After spending long days watching Border Security, I can only think of Australia as a distant place far away from Newport that has pretty strict rules on fruit and vegetable importation. It never crosses my mind to consider it for its instrumental scene, which is, unfortunately, pretty non-existent. Despite this, one can’t help but come across a few gems that have slipped through the cracks and risen to the surface.

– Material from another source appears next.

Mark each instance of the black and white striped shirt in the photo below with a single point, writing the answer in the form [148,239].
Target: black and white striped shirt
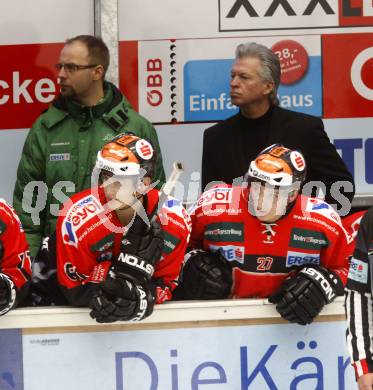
[359,309]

Bear The Mammoth have been active since 2012, putting out a split 7″ and an EP, In Absence, both of which you can purchase from their Bandcamp for 1 Australian dollar (£0.55 so definitely worth picking up). Their newest release, Yamadori, has had me sitting on the edge of my chair for the past few days. After repeated listens, Yamadori still manages to catch me out and I find myself completely lost in its tracks. The tight flow of the album lends itself to the beautifully interlinked changes between harrowing walls of guitar to charmingly riff-tastic riffage. Most tracks on the album are over 7 minutes long, which gives the album a slow, cool pace and adds to the post rock feel. The instruments have a lot of reverb, which really makes the sound resonate attractively. This album appears as an elegant but fragile piece of work but will quite happily punch you in the face just to remind you it’s not fucking about. Yamadori‘s strengths lie within its presentation as an album; the constantly changing feel and sound make it unpredictable and encapsulating.
Although the instrumental scene in Australia probably isn’t going to be more popular then the mishaps of Australian Border Security any time soon, Yamadori is a hopeful reminder that there is a scene out there, and it’s producing some pretty exciting stuff.